CrowdStrike reported adjusted EPS of $0.40 on revenue of $580.9 million, beating the average analyst estimate of $0.32 on sales of $575.16M. Subscription revenue increased by 53% year-over-year to $547.4M, a minor beat compared to the consensus of $545.7M.
Annual recurring revenue (ARR) soared 54% to $2.34 billion, also ahead of the consensus. However, net new annual recurring revenue is what disappointed investors as it came in at $198.1M, missing the estimate of $209M.

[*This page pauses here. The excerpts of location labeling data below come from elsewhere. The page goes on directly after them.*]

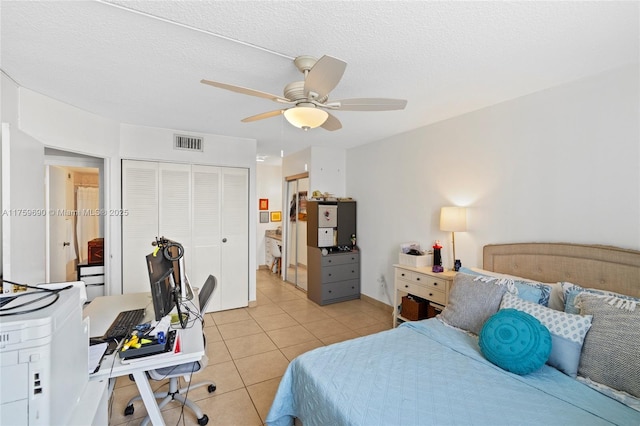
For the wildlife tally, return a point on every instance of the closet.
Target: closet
(205, 208)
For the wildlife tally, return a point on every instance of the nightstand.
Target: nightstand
(421, 282)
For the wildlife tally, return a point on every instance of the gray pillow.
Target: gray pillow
(471, 302)
(610, 353)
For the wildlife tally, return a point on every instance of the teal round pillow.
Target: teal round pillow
(515, 341)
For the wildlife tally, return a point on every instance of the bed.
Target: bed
(436, 372)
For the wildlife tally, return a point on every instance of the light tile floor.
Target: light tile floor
(249, 350)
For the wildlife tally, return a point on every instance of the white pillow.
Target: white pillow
(567, 332)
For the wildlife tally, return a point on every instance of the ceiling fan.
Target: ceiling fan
(308, 100)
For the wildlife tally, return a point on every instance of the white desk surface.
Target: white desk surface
(104, 309)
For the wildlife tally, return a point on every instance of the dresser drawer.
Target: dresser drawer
(426, 292)
(421, 279)
(91, 270)
(343, 272)
(93, 279)
(340, 259)
(340, 289)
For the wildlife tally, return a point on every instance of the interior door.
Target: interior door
(60, 244)
(23, 219)
(234, 287)
(206, 233)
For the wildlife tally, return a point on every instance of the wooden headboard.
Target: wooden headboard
(592, 266)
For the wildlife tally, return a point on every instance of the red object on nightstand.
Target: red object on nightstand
(96, 251)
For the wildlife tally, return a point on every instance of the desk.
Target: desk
(103, 310)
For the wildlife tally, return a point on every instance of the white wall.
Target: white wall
(327, 171)
(558, 165)
(268, 185)
(60, 126)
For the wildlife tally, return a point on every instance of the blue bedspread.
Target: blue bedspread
(425, 373)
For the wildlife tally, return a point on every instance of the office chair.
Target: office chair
(174, 373)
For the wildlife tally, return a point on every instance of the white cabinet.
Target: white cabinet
(205, 208)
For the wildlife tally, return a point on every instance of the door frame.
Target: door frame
(74, 160)
(286, 231)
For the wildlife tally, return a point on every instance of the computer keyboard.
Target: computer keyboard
(123, 324)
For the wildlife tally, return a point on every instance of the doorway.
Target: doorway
(74, 201)
(296, 231)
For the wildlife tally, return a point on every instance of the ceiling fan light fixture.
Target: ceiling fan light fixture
(306, 117)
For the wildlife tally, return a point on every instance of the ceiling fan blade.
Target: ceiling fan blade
(262, 116)
(332, 123)
(368, 104)
(246, 91)
(324, 76)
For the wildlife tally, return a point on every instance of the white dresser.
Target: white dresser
(421, 282)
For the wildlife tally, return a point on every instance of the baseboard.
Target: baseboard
(377, 303)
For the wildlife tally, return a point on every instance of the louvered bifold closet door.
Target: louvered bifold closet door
(140, 224)
(206, 182)
(174, 212)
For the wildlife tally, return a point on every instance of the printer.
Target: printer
(43, 359)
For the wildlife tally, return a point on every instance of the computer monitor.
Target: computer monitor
(174, 251)
(162, 285)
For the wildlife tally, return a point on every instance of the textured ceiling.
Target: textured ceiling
(141, 62)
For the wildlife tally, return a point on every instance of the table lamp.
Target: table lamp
(453, 219)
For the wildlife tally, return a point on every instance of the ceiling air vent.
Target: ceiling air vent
(189, 143)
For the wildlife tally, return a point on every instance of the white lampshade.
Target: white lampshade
(306, 117)
(453, 219)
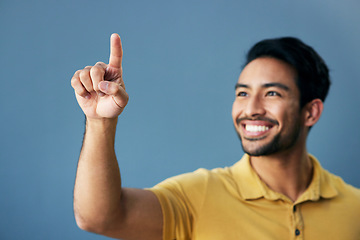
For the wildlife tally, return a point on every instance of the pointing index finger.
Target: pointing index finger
(115, 51)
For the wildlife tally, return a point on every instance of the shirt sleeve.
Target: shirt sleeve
(181, 198)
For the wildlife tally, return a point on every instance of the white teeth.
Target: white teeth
(255, 128)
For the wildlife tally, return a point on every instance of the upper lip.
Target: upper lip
(257, 121)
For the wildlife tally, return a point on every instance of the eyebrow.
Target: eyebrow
(266, 85)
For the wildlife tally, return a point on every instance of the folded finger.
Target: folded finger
(97, 73)
(85, 79)
(78, 87)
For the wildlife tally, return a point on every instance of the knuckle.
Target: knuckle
(74, 81)
(84, 74)
(96, 70)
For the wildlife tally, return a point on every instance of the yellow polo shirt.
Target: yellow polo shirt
(233, 203)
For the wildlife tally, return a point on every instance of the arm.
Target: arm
(101, 205)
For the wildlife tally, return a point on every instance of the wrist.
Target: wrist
(102, 124)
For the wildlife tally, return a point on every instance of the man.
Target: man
(276, 191)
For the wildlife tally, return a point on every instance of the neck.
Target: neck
(289, 173)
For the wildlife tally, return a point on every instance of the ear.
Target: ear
(313, 111)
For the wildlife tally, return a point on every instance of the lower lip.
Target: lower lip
(254, 134)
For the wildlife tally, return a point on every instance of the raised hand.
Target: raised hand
(100, 89)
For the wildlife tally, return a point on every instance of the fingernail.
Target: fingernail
(104, 85)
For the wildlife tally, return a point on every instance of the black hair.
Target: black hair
(313, 78)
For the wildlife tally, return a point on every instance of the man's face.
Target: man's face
(266, 111)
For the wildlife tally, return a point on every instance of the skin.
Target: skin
(267, 96)
(103, 206)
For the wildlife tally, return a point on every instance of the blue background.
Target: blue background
(181, 61)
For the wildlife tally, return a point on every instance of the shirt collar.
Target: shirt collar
(251, 187)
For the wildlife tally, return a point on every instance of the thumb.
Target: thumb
(115, 90)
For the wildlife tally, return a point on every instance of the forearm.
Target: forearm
(97, 191)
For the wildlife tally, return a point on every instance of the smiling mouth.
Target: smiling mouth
(256, 128)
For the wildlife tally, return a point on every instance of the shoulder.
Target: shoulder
(346, 192)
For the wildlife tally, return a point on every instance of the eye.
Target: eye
(241, 94)
(273, 94)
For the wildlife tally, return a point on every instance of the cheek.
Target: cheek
(235, 111)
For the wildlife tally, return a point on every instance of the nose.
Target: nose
(254, 107)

The company blamed weak ARR on increased macroeconomic headwinds which “elongated sales cycles with smaller customers and caused some larger customers to pursue multi-phase subscription start dates, which delays ARR recognition until future quarters.”
For this quarter, CRWD sees adjusted EPS in the range of $0.42-0.45, easily ahead of the consensus of $0.34. Revenue is seen between $619.1M and $628.2M, a miss relative to the $632.84M consensus.
For FY2023, CrowdStrike raised the adjusted EPS forecast to $1.49-1.52 from $1.31-1.33. Revenue is seen between $2.22B and $2.23B. Analysts were expecting FY23 adjusted EPS of $1.32 on revenue of $2.23B.
Stifel analysts downgraded CrowdStrike shares to Hold from Buy after a “messy” and “disappointing” quarter.
“Although management’s preliminary CY24 outlook was below consensus, we believe it could take a few quarters until expectations are fully de-risked, and as a result, we lower our rating to Hold, meaningfully cut our estimates, and reduce our TP to $120,” they said in a client note.
Mizuho analysts cut the price target to $175 per share from $205. While they note that the CRWD stock selloff is “understandable,” the analysts reiterated a Buy rating as the CrowdStrike story “remains intact.”
“While we’re certainly disappointed by these results, we believe CRWD’s cloud platform remains highly differentiated, its GTM is unrivaled, we’re still confident the co. can very successfully extend beyond traditional endpoint security markets, and FCF margins remain ~30%,” they told clients.